While Gonzalez may lack inches, his credentials more than measure up to the leading P4P competition. Andre Ward – fine fighter – can match him for nous and possibly exceeds the Central American defensively but lacks the ‘pop’ to turn a fight with a single blow which Gonzalez possesses and is compromised by inactivity.
‘The Son of God’s claim will be strengthened if he can neutralise another P4P contender Sergey Kovalev in their light-heavy showdown in November. And if the unbeaten ‘Krusher’ from Russia probably hits harder ounce for ounce than Gonzalez, he concedes to the Nicaraguan nightmare in almost every other department.

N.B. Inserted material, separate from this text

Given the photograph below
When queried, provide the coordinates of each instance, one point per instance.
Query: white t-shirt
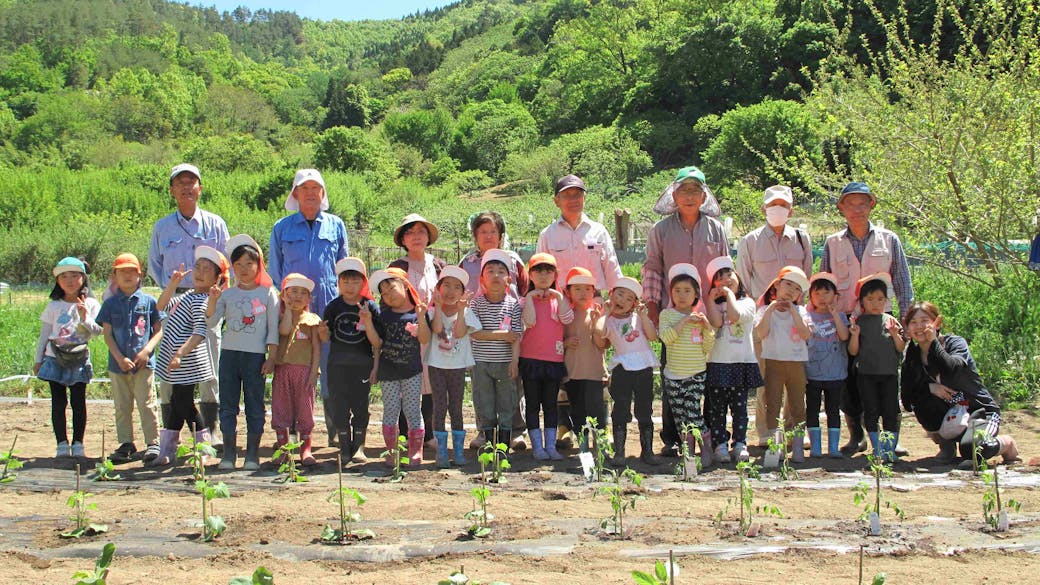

Unbeaten Nebrasken light-welter Terence ‘Bud’ Crawford is a box-fighter of boundless potential but his CV presently lacks the depth to merit serious consideration above Gonzalez.

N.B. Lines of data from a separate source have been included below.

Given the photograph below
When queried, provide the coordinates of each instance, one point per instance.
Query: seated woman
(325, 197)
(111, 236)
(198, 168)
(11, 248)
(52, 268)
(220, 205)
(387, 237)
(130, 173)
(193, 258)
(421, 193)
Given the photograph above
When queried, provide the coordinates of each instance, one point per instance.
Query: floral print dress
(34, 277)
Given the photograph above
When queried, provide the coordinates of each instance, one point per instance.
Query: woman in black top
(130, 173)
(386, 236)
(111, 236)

And while ‘Canelo’ Alvarez eclipses all of the above in terms of commercial worth, at elite level the Mexican is ponderous of foot and still exhibits defensive shortcomings. Though he fights the big names, they usually have smaller frames. We can re-assess if he passes the harshest of examinations from Liverpool’s bull strong WBO Super Welter boss Liam Smith on Saturday week.
So that leaves only Kazakh middleweight phenom Gennady Golovkin as a viable alternative to Gonzalez with regards to topping the P4P pile. ‘Triple G’, who defends his barrow load of middleweight titles against Sheffield’s Kell Brook at London’s O2 Arena this weekend, is himself unbeaten in 35 and another serial globetrotter.

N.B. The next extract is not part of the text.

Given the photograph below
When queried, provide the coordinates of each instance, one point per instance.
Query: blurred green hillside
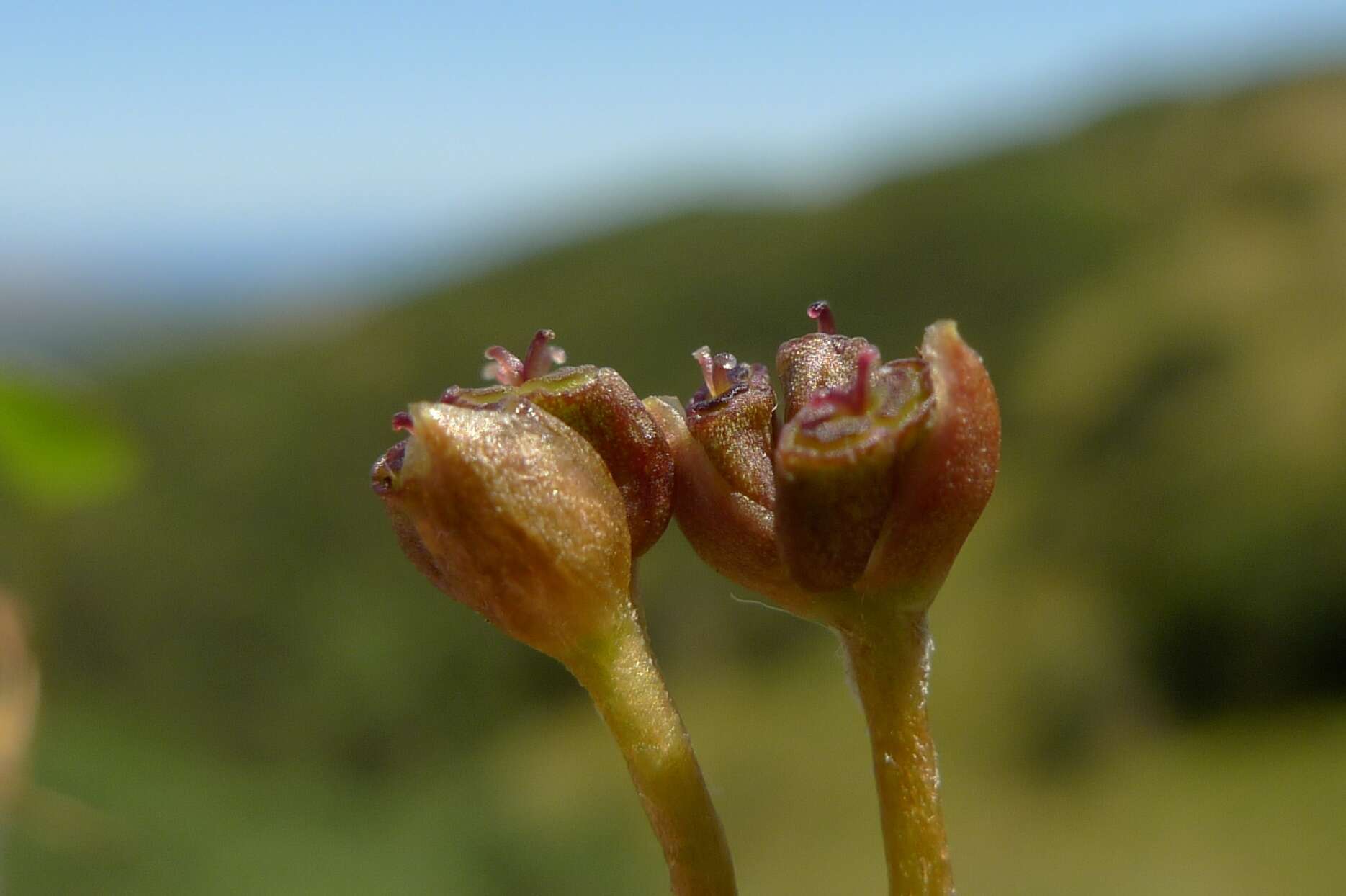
(1140, 665)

Whilst ‘GGG’ can’t claim to have gone unbeaten in the unpaid sphere, he was certainly more decorated, winning the world amateurs plus Olympic silver. He brings a similarly expansive all round game to Gonzalez but, with 32 big kayos, is probably blessed with the heavier artillery. All 16 world title foes were obliterated ahead of schedule.
However, in a career 10 months and 10 fights lighter than ‘Chocololito’s’, the much avoided 34 year old has conquered just three world champions to Gonzalez’s eight. A career middleweight, his portfolio lacks the breadth of weight classes that the Nicaraguan can boast and perhaps that, above all, accords Gonzalez a wafer thin edge. Either way, it’s mighty close.
The sport’s premier pair go head-to-head again on Saturday – albeit on opposite sides of the Atlantic – but Gonzalez faces much the greater challenge.
A stellar victory against the naturally bigger, elite level, ‘bang in his prime’ Cuadras will certainly add a ton of weight to Gonzalez standing as the industry leader.